A boat floats on the foreground river, two figures sitting within at leisure. Just above, to the left, a servant carrying a load of books enters a gate through the fence that encloses the retreat. A scholar with staff ascends the path leading to a two-story villa above. On the first floor a table supports books, an incense burner, and a vase with chrysanthemums, while from a viewing room on the second floor two scholars stand and survey the quiet scene before them, perhaps in anticipation of the arrival of their friend. Beyond a mist-filled valley a massive mountain peak rises to the top of the picture, its serried ranks extending to the far distance.
Although Xie Zhongyan is not recorded in standard biographical sources, the style of his painting suggests a dating to 1684, during the early years of the Qing dynasty. The only other painting known by Xie is a portrait of the merchant Wei Zhiyan, also dated to 1684. The inscription on that painting gives Chuanzhou as his place of birth, and Xie, like Wei, may have been involved with the overseas trade going through the Japanese port of Nagasaki.

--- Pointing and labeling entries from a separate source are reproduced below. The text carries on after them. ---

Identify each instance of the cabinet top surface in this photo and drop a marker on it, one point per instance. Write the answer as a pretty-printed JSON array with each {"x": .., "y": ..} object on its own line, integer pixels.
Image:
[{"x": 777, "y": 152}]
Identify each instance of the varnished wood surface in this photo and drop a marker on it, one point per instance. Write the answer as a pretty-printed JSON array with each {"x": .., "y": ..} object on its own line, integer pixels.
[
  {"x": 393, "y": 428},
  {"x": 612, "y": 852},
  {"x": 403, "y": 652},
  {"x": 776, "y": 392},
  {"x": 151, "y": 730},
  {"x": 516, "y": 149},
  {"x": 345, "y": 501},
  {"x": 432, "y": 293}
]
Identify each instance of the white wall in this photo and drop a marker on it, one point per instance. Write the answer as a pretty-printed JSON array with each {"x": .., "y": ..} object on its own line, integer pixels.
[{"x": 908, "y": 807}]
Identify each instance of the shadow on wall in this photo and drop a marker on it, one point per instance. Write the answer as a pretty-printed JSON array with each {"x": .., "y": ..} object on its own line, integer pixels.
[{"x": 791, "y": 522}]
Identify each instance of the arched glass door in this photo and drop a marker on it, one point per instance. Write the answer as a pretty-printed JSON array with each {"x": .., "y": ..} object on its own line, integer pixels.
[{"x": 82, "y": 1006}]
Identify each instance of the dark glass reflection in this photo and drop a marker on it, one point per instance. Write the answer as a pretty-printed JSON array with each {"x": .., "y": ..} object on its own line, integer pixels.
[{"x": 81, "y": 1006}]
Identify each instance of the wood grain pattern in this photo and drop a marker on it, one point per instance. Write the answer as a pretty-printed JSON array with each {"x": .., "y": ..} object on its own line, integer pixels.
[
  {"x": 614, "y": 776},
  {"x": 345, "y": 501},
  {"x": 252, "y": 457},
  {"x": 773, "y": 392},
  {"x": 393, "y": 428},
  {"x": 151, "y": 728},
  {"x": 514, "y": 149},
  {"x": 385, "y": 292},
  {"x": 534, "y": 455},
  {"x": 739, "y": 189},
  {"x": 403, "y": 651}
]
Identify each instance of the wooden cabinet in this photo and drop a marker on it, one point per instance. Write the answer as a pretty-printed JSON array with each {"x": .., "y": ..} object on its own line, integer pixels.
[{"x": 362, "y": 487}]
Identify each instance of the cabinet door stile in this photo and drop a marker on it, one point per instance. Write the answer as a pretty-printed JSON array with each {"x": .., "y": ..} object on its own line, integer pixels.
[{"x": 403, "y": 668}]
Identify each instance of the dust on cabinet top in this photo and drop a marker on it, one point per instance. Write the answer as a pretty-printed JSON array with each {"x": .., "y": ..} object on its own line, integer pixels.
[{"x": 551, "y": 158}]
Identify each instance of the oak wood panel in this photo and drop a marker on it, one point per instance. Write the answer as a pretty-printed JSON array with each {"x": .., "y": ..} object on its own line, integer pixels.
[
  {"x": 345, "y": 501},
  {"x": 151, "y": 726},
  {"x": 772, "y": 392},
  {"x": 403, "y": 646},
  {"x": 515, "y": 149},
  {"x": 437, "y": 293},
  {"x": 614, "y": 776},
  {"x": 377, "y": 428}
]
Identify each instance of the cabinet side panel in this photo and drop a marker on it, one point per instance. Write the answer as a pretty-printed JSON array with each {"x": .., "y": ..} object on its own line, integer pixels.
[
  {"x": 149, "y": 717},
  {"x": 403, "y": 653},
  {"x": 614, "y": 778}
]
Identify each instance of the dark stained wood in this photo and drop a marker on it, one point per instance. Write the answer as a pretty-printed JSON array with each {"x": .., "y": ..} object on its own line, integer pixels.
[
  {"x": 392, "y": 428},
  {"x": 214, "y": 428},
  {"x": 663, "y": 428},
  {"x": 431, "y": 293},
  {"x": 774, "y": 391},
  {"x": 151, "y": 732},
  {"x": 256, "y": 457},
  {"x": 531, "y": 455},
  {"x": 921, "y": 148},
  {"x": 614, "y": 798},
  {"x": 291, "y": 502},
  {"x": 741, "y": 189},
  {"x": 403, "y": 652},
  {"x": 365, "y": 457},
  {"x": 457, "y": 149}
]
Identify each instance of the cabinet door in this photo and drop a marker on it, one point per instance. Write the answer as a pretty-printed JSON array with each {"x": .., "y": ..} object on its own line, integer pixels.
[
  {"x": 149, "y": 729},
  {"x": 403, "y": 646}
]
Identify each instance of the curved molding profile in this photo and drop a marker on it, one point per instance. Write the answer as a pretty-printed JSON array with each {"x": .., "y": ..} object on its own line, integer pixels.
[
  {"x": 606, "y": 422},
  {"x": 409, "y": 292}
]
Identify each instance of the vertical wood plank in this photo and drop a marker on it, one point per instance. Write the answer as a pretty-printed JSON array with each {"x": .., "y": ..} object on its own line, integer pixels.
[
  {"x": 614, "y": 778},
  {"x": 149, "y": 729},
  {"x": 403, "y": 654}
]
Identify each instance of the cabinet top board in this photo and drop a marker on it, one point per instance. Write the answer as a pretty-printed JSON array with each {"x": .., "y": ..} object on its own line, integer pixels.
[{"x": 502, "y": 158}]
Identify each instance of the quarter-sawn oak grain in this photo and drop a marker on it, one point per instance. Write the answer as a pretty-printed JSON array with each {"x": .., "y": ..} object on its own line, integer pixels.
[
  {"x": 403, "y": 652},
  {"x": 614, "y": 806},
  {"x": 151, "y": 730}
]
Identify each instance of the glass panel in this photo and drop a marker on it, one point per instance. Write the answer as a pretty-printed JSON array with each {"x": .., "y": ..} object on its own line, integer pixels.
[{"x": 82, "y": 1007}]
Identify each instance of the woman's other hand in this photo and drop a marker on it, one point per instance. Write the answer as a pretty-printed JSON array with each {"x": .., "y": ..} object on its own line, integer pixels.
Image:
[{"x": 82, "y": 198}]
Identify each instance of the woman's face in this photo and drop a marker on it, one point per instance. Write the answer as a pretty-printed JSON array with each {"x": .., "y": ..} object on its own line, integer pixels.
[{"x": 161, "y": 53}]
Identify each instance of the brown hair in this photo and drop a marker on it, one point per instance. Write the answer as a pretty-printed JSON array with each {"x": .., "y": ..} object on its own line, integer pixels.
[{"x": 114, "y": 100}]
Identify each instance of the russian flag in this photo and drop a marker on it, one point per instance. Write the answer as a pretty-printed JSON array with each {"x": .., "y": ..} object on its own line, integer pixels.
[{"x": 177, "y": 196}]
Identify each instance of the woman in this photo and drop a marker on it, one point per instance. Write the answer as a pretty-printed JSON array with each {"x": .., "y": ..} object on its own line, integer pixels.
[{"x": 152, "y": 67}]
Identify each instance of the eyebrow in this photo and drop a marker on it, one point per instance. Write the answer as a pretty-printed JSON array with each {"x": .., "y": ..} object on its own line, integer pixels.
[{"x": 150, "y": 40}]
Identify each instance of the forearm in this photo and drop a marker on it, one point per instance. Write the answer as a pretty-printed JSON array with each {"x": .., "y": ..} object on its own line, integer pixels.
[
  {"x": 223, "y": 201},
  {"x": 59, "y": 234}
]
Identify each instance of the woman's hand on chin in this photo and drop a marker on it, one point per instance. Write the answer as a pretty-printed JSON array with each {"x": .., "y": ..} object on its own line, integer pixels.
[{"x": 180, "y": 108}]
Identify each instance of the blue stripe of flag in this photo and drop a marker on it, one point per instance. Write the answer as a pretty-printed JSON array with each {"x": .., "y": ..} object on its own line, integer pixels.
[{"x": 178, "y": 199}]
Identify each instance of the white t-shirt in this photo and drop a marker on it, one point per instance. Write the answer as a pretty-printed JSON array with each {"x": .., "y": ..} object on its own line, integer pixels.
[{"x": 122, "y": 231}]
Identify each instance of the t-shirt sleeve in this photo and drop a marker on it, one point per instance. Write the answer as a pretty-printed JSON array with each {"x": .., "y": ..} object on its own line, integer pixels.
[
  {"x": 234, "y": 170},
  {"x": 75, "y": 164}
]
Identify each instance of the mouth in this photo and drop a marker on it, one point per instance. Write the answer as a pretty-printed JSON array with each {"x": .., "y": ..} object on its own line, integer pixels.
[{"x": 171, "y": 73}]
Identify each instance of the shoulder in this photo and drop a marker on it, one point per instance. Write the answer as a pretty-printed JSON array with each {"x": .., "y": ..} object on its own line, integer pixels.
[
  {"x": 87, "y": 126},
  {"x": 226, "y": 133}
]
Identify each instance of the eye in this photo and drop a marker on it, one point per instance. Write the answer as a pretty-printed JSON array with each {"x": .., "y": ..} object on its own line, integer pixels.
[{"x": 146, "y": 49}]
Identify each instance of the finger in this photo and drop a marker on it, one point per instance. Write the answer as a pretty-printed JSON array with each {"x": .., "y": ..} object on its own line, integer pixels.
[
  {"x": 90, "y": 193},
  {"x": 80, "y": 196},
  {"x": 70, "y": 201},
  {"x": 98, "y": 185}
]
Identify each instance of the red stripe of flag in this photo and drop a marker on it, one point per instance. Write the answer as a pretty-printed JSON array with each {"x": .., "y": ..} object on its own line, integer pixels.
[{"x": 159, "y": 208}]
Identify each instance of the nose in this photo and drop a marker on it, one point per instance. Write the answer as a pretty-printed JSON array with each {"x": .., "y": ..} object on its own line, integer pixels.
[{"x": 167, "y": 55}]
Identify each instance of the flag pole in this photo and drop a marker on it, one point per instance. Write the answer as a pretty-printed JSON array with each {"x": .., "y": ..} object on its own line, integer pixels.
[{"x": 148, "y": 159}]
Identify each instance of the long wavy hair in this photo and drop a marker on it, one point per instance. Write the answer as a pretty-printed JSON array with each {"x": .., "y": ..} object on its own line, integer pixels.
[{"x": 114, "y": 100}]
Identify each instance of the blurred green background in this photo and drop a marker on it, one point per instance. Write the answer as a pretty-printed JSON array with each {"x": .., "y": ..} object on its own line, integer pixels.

The foundation for the style of the present painting was laid by Dong Yuan and Juran during the 10th century, continued during the Yuan dynasty by Wu Zhen, and came to one kind of conclusion in the paintings of early-Ming dynasty painter Shen Zhou. The style incorporates texture strokes within the rock and mountain forms, and features systems of dottings for tree foliage and grasses. The blunt strokes are at times calligraphic in nature while still functioning successfully to describe three-dimensional forms. Xie Zhongyan can thus be thought of as a professional artist who had mastered the most important lineage of literati art, one able to execute that style at the highest level of technical competency.